A decade back, when in my mid-teens, I went on a trip to Kameng in neighbouring Arunachal Pradesh. I knew that my generation had been very successfully indoctrinated with the concept of Indian and India. So I was looking out for an old grandpa to know the unadulterated reality of erstwhile N.E.F.A (North East Frontier Agency). My wish was answered when I met a gaonburha (village headman), with his grandchild near a hanging rope bridge. I struck a conversation with the tiny tot and his grandpa. When I asked the gaonburha whether he thought himself to be an Indian or a Chinese, I got the most amusing answer I have ever come across till date. The grand old man said, “Xeitutu moi naejanu” (I don’t know that).

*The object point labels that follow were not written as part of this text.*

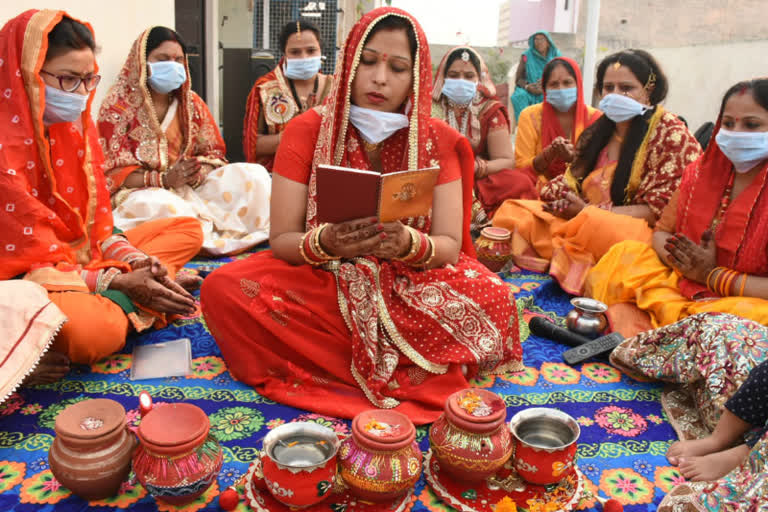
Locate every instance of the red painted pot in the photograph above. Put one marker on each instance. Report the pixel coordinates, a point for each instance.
(381, 459)
(298, 463)
(470, 439)
(178, 459)
(494, 247)
(545, 444)
(91, 454)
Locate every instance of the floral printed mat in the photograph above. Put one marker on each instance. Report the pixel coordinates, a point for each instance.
(621, 451)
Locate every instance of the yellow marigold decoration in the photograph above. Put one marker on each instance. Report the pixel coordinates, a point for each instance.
(506, 505)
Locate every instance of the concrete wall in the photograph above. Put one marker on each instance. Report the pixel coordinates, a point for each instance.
(115, 23)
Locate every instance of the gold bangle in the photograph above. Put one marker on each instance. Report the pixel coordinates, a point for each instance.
(316, 243)
(431, 254)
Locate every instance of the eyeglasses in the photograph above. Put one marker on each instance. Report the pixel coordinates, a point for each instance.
(70, 83)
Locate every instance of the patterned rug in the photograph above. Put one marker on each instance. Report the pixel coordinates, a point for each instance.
(621, 450)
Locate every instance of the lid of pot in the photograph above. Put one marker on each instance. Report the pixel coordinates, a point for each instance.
(494, 233)
(384, 429)
(173, 425)
(476, 406)
(90, 419)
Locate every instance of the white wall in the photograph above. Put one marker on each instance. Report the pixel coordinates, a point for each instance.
(116, 24)
(700, 75)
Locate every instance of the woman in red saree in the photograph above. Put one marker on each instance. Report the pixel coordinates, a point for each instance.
(56, 218)
(165, 155)
(547, 132)
(285, 92)
(340, 318)
(708, 252)
(475, 112)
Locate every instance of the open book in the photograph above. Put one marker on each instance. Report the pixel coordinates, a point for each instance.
(346, 194)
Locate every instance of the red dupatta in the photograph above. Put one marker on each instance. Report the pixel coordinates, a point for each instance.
(55, 205)
(741, 236)
(131, 135)
(550, 126)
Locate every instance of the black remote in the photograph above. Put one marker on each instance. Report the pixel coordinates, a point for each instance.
(602, 345)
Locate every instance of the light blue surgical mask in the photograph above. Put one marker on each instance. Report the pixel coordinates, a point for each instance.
(744, 149)
(62, 106)
(166, 76)
(459, 91)
(375, 126)
(562, 99)
(620, 108)
(302, 69)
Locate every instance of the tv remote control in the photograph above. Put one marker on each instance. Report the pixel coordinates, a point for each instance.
(601, 345)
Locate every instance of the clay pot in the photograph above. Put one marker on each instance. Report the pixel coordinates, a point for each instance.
(91, 455)
(470, 439)
(380, 460)
(178, 459)
(494, 247)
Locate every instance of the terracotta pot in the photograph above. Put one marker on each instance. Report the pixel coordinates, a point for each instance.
(470, 439)
(178, 459)
(381, 459)
(494, 247)
(91, 455)
(545, 444)
(298, 463)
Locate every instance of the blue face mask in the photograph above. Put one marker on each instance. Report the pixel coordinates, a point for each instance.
(744, 149)
(302, 69)
(62, 106)
(375, 126)
(459, 91)
(166, 76)
(619, 108)
(562, 99)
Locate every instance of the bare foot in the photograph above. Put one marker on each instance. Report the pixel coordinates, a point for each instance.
(52, 366)
(713, 466)
(189, 282)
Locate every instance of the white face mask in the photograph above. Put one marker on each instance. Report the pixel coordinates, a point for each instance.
(375, 126)
(62, 106)
(620, 108)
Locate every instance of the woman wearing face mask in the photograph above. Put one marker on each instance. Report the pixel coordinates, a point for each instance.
(340, 318)
(464, 95)
(165, 155)
(708, 250)
(627, 165)
(547, 132)
(56, 220)
(529, 88)
(293, 87)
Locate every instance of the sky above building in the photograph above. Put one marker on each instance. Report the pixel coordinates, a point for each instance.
(456, 22)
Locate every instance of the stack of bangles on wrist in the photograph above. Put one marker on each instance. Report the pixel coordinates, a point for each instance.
(153, 179)
(422, 250)
(481, 167)
(724, 279)
(310, 247)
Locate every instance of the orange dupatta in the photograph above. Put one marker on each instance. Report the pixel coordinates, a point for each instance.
(55, 204)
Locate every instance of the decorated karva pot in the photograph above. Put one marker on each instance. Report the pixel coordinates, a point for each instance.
(381, 459)
(178, 458)
(470, 439)
(545, 444)
(299, 462)
(494, 247)
(91, 454)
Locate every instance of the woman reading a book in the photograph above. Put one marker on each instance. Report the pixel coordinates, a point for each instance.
(339, 318)
(165, 155)
(56, 220)
(627, 165)
(294, 86)
(464, 96)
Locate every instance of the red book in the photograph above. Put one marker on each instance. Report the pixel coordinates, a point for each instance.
(346, 194)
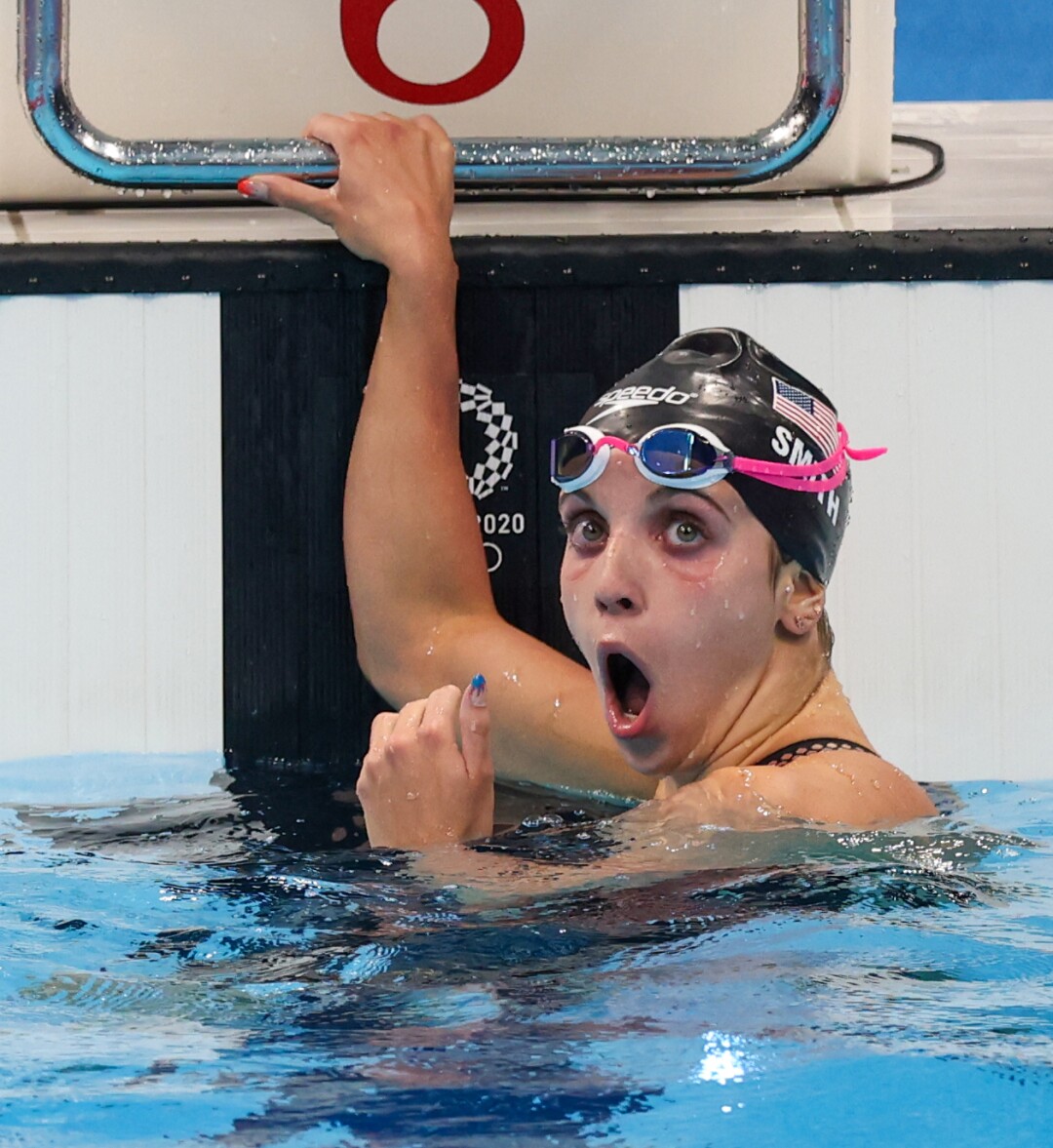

In the present day grand Indian socio-political and economic scenario, the gaonburhas are like microbes. They are there, but their existence cannot be seen nor felt. The local politicians and ministers are the jelly fish. They are there, they can be seen, but spineless, without a backbone to support themselves. The central ministers and the massive corporations and giant companies are the whales and sharks, ready to gobble up the numerous microbes and quite a many jelly fish any moment, any time. No doubt, mega dams is imminent in north-east. The pitiable ignorance of the microbes, the lack of assertion of the jelly fish and the disturbingly high ethno-diversity will contribute to the realization of mega dams by the whales and sharks of India. Their best prey being Arunachal Pradesh, followed by Assam.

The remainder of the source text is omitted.